Looking after your fascia
Hydrated fascia is happy fascia!
Imagine a sponge that has dried out, it becomes brittle and hard. When the sponge is wet and well hydrated it is springy, resilient and can move in all directions smoothly and effortlessly. You can wring it out and twist it but it is difficult to break.
Fascia is similar to a sponge.
Drinking enough water is helpful to keep fascia hydrated but it’s also important to ‘wring the sponge out of old water’ and ensure the water can get to the sponge (fascia) through a good irrigation system.
Stretching, moving and myo-fascial release all help to keep fascia moving smoothly and effortlessly.
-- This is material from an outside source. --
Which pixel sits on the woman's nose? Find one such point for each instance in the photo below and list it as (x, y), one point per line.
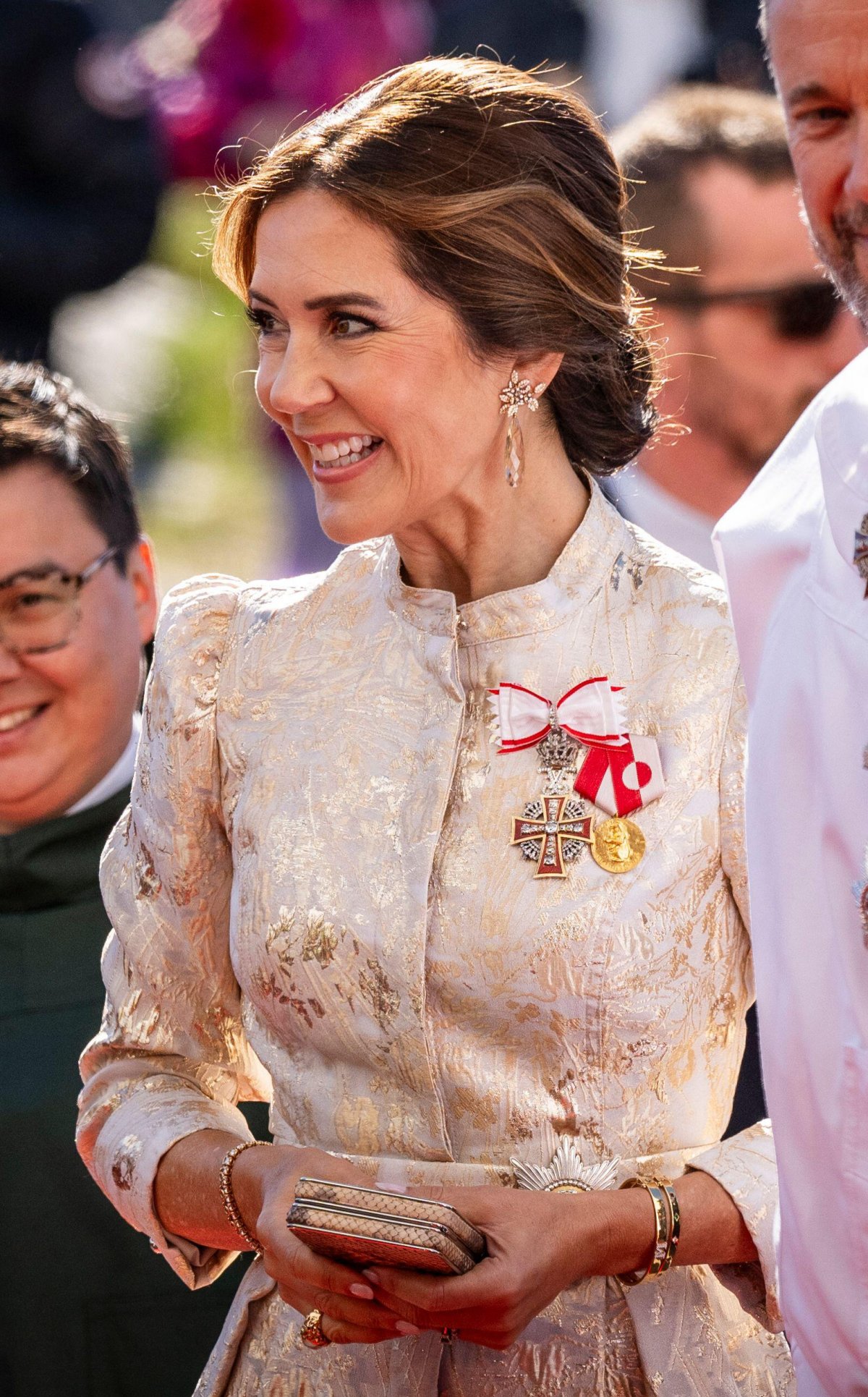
(292, 384)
Myo-fascial release can be done through sports massage or self myofascial release, which uses tools like the spikey ball, a tennis ball or foam roller.
Spikey Ball Exercise
This exercise helps to release the plantar fascia, which is the thick ligament that connects your heel to the front of the foot and helps you to walk. It’s an easy exercise I get my class members to do at the start of the class, they can feel the immediate effects and it helps with their balance in some of the standing Pilates exercises.
- Slowly roll the ball from the toes to the ball of the foot and then continue to repeat.
- Push down into the ball and apply pressure as you roll.
- If you find any sticky or tender points then stop and hold for 20 seconds with pressure.
- Roll for a couple of minutes on one foot, repeat on other side.